Nantes : ils jettent des projectiles devant un lycée, pas de lien avec l’hommage à Samuel Paty

Selon la préfecture, une dizaine d’individus sont allés devant le lycée Monge en réponse à « des appels sur les réseaux sociaux à manifester contre les mesures liées à l’épidémie de Covid-19 ».

 Un jeune homme de 18 ans a été interpellé. (Capture d’écran.)
Un jeune homme de 18 ans a été interpellé. (Capture d’écran.) Google Street View

Un groupe d'individus cagoulés s'est réuni ce lundi matin devant le lycée nantais Monge-La Chauvinière, où ils ont jeté des projectiles en direction des forces de l'ordre. L'incident n'est pas à mettre en lien avec l'hommage à Samuel Paty, indiquent des sources concordantes.
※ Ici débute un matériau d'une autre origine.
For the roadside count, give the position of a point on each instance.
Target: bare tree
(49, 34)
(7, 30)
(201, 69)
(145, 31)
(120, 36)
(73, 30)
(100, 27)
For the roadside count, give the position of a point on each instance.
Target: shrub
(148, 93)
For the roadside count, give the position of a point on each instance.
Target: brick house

« Alors que l'hommage à Samuel Paty avait lieu dans le plus grand respect à l'intérieur du lycée Monge à Nantes, une trentaine de jeunes ont eu des actes intolérables à l'extérieur », avait condamné sur Twitter la secrétaire d'Etat chargée de la jeunesse, Sarah El Haïry, qui se trouvait en déplacement dans l'agglomération et s'est rendue sur place.

« Je condamne fermement l'attaque contre le lycée de la Chauvinière à Nantes au moment du temps de recueillement en hommage à Samuel Paty : c'est très grave et lourd de sens », avait tweeté de son côté le député de Loire-Atlantique François de Rugy.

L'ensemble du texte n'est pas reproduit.